Saddam LOOK-A-LIKE: *Oh shit, oh shit, oh shit, oh shit, oh shit. Keep smiling man, keep smiling. Oh shit, oh shit, oh shit, oh shit.*

ADORING IRAQI: We love you Saddam!! *Oh shit, oh shit, oh shit, oh shit, oh shit. Keep smiling man, keep smiling. Oh shit, oh shit, oh shit, oh shit.*

Television channels across the world broadcast video clips of the Iraqi leader walking amongst his delirious people. Western analysts appeared taken aback by Hussein's appearance in public, mingling with his people, talking to them, and at one point of time even holding aloft a child.

In short, that terrified bugger went down the list, not missing a beat, to assure the world that Saddam is alive, which he isn't. Ah, yes, holding aloft a child, a sure indicator that their leader is alive and well and virile.

IRAQI CHILD: *Oh shit, oh shit, oh shit, oh shit, oh shit. Don't cry, don't cry. Gotta keep from crying. Oh shit, oh shit, oh shit, oh shit.*

Some doubted it was Hussein, saying it might have been one of his look-alikes.

Yeah, that would be me. In Iraq, if you're male, and you allow yourself to grow a moustache, there's a 30 percent chance you're going to look like Saddam Hussein.

Lt General (retd) Kirpal Singh Randhawa, who had imparted training to Iraqi troops in the seventies, was convinced that the man shown on television networks was none other than the Iraqi president.

Um, yeah, because, you know, Saddam hasn't aged a day since the 70s. He's an Iraqi version of Dick Clark. Just a couple of weeks ago, the sorry sap they pushed in front of the camera looked like he had been dragged out of a nursing home. Now he looks about middle age as he struts amongst his people. He's dead. Dead, dead, dead, dead, dead. Finished. Finito. Done. Gone. A cooked goose. He has ceased to be.

"I recognise three of his bodyguards and they were right there with their leader. This courageous and bold move could electrify the Arab world, particularly the people of Baghdad," Randhawa told rediff.com on phone late on Friday night.

IRAQI BODYGUARD: *Oh shit, oh shit, oh shit, oh shit. I'm so glad I have a gun in my hand right now. Oh shit, oh shit, oh shit, oh shit, oh shit.*

Saddam's personal appearance in public could motivate Iraqis to even sacrifice their lives for defence of their motherland, he said. Asked why the Iraqis let the Americans easily capture Baghdad airport, Randhawa said it could have been a strategic move on their part.

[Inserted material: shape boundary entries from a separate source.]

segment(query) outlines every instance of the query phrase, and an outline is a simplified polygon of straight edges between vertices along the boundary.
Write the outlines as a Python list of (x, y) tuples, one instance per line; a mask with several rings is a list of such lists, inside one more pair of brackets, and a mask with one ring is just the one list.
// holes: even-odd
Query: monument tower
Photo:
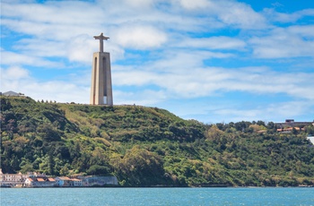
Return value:
[(94, 36), (100, 39), (100, 51), (93, 53), (92, 68), (91, 105), (113, 105), (110, 54), (103, 51), (103, 40), (109, 39)]

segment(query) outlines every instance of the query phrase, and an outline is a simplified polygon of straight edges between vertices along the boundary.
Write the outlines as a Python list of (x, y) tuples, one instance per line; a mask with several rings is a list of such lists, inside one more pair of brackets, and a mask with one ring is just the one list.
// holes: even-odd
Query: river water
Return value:
[(6, 205), (314, 205), (314, 188), (1, 188)]

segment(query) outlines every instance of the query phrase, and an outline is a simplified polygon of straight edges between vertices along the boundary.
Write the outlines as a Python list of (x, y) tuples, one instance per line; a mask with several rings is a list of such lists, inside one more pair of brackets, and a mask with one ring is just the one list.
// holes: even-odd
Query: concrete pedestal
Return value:
[(91, 105), (113, 105), (110, 54), (95, 52), (92, 56)]

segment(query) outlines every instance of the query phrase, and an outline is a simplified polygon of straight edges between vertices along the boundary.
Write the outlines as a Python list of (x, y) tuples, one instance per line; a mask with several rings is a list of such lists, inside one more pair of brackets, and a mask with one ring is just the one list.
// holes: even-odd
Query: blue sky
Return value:
[(115, 105), (204, 123), (314, 120), (314, 1), (1, 1), (1, 91), (89, 103), (93, 36)]

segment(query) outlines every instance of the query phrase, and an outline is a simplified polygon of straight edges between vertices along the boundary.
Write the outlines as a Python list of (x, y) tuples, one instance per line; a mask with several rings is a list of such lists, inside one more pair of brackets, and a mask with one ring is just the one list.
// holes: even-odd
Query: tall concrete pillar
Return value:
[(92, 68), (91, 105), (113, 105), (110, 54), (103, 52), (103, 40), (109, 38), (101, 33), (95, 36), (100, 39), (100, 52), (93, 53)]

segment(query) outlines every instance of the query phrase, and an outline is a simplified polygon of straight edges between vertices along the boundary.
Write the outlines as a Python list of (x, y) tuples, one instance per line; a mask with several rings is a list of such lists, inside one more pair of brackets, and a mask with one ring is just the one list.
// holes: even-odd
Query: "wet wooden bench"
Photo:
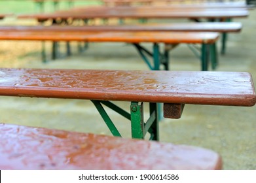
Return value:
[[(200, 44), (201, 52), (198, 54), (201, 60), (201, 69), (208, 69), (210, 52), (212, 63), (217, 63), (215, 43), (218, 40), (218, 33), (205, 32), (162, 32), (162, 31), (81, 31), (50, 30), (50, 27), (32, 29), (7, 29), (0, 31), (0, 40), (20, 41), (81, 41), (81, 42), (128, 42), (134, 45), (143, 59), (151, 70), (169, 70), (169, 52), (177, 45), (185, 44)], [(140, 43), (153, 43), (153, 50), (149, 50)], [(160, 44), (164, 44), (162, 53)], [(69, 44), (67, 44), (67, 55), (70, 55)], [(43, 59), (46, 61), (45, 50), (42, 51)], [(56, 55), (54, 54), (54, 59)]]
[[(112, 134), (121, 135), (104, 105), (131, 122), (132, 138), (158, 141), (156, 103), (179, 118), (185, 104), (253, 106), (250, 74), (236, 72), (0, 69), (0, 95), (91, 100)], [(127, 112), (111, 102), (130, 102)], [(143, 103), (149, 103), (144, 120)]]
[(0, 169), (212, 170), (220, 156), (186, 145), (0, 124)]
[[(240, 22), (196, 22), (196, 23), (172, 23), (172, 24), (139, 24), (134, 25), (52, 25), (52, 26), (1, 26), (0, 31), (186, 31), (186, 32), (218, 32), (221, 33), (239, 33), (242, 25)], [(222, 37), (221, 52), (226, 48), (226, 37)], [(215, 69), (218, 65), (218, 54), (216, 43), (213, 43), (211, 52), (212, 59), (211, 67)], [(191, 44), (189, 48), (194, 52), (196, 50)], [(70, 53), (70, 50), (68, 52)]]

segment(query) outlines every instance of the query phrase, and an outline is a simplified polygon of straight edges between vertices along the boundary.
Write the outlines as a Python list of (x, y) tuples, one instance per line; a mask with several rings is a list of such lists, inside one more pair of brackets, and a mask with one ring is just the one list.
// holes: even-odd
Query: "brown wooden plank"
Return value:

Yeah, strategic, totally strategic. Like the innovative strategy of surrendering in droves and giving up huge expanses of land. Strategic like THAT. Sheesh.

"Saddam Hussein wants the Americans to fight the battle on the streets of Baghdad. He would not want to waste his tanks and armoured personnel carriers in open warfare. He would like to personally direct the battle of Baghdad," he said.

And of course, the first act of any commander about to defend a city is to practically hand the enemy a nice, big, fat international airport to serve as a command center. Apparently, Saddam is so certain of victory, he's willing to spot the coalition forces a few points, you know, just to make it interesting.

General Randhawa said that the battle for Baghdad could be one of the bloodiest in the history of modern warfare.

"I would say that the Americans and the British would lose at least a couple of thousand troops even if they skirt street-to-street battle and depend heavily on aerial bombing."

"But if they go in for street battles, the toll could be much higher," he said.

Or we could just sit tight and wait for the buses of fleeing Iraqis to continue unabated until there's no one left but a few Special Republican Guard units. Then we'll just starve them out. "The bloodiest in the history of modern warfare." Apparently the good general hasn't been keeping up on the history of modern warfare. Either that or he skipped the chapter about the siege of Stalingrad. Whatever the case, we're getting off topic here. Saddam is dead. D-E-A-D.

Of course, I could be wrong. But, nah, he's dead. Dead, dead, dead, dead, dead, dead. The man is dead.